I googled Kumanthong and it turns out you can buy them on ebay! They are creepy looking but I guess in these cases they are just ornaments, without the spirit aspect. I hope!

moosemama · 13/10/2015 14:00

I have felt it in a few places.

One is a the area at the bottom of the lane my grandparents' house was on when I was a child. I used to spend every 6 week summer holiday at their house and I was terrified of that area of the lane. At the time, you used to go down the lane and sort of shimmy down a sandy cliff to get to the beach there (the landowner has since closed the fields off so access ends at the bottom of the lane these days) so I would be made to walk through it daily on our way to the beach and would have to close my eyes and run as fast as I could to get into the fields on the other side. As soon as I was past the end of the lane I was absolutely fine, but would have to do the same in reverse on the way home.

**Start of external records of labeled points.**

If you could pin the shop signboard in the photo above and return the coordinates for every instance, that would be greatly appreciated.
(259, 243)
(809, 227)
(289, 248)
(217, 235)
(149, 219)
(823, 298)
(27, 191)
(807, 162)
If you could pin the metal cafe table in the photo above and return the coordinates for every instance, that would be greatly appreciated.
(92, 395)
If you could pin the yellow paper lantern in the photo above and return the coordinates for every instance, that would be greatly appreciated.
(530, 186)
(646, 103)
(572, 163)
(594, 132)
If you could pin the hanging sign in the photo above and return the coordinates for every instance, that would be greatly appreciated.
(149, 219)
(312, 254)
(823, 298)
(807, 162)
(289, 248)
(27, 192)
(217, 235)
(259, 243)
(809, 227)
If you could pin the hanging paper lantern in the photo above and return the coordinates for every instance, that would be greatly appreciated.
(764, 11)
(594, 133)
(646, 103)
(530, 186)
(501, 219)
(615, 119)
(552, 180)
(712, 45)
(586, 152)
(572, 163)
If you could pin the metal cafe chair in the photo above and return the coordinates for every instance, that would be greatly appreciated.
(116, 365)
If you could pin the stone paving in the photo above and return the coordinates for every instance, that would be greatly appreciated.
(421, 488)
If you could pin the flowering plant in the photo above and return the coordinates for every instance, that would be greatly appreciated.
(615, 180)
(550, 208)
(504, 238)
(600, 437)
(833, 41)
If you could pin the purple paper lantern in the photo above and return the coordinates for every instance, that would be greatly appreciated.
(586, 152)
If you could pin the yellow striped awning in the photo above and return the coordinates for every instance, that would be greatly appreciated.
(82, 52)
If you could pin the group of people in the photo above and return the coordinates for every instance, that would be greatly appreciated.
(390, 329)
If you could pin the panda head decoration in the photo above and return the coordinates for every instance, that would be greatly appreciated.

Years later my df built his own house on the site of my gp's and my family and I regularly travel over for holidays. I still can't go down there. Dh regularly walks the dogs down there and the dcs often go with him. None of them are remotely bothered by it, but I can feel an overwhelming, almost suffocating sense of evil as soon as I start walking in that direction, that just grows and intensifies as I approach the area. I found out fairly recently that, historically, there was one particularly bad sea disaster close by and the bodies of the dead were brought ashore and laid out at that point before being taken on their final journey.

There was also a small cottage local to the house that used the front room as a shop, selling basics, sweets and cigarettes to the locals, as the nearest town was an hour's bus ride away. Something about the place terrified me, but as the youngest out of my sister and a large group of cousins, I was always laughed at and made to go with them anyway. I would literally shake and start to feel like I was going to be sick as I approached the doorway and once inside felt like I was going to suffocate. The family moved on and sold it years ago and it's now been renovated and is rented out as a holiday home, but I still can't walk the place.

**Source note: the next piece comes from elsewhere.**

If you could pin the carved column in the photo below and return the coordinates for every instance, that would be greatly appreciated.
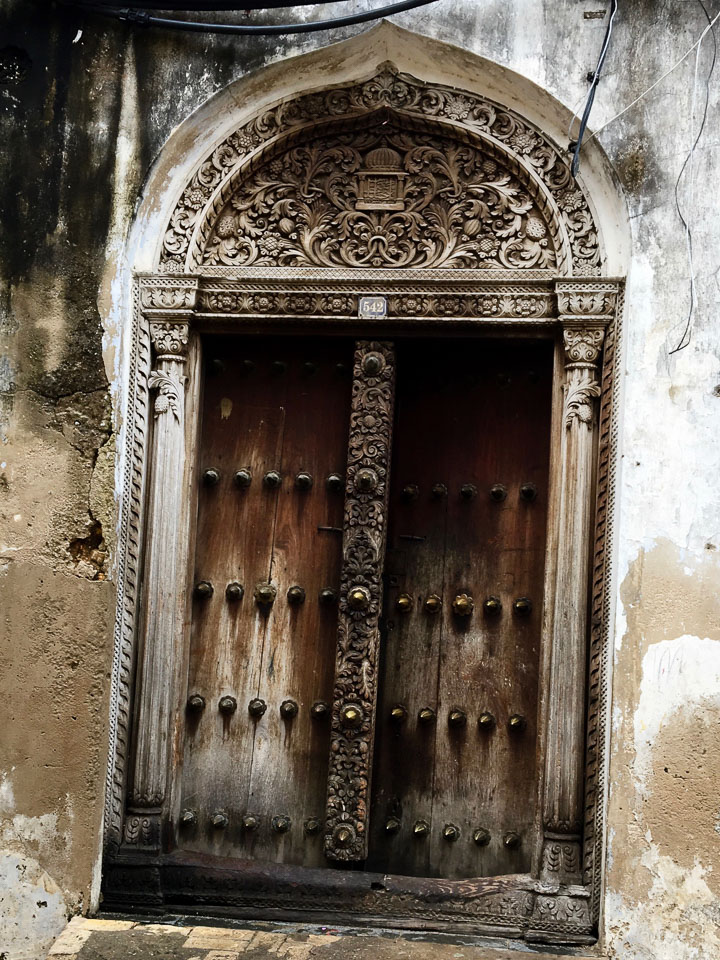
(165, 588)
(585, 307)
(355, 694)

The other, strong feeling I've had was at Keele University. Dh, myself and dh's best friend decided to cross the fields at the back of his halls of residence as a short cut to the bar under Keele Hall. It was night, but a very clear light with strong moonlight that made it easy to see quite a long way. We rounded the corner into the field, which ran alongside a very high stone wall and all three of us stopped dead, looked at each other with eyes like dinner plates and ran as fast as we could back the way we'd come. You don't get many people less woo than dh and his friend was an extremely unshakeable, very strong guy (all long hair, biker gear and heavy rock music). Not one of us could explain what it was, it was just an overwhelming sense of evil that kind of permeated the air and provoked instant panic and need to escape. We'd walked that field before with no issue whatsoever, but after that not one of us ever did again, preferring the longer walk through the campus than risking ever experiencing that again.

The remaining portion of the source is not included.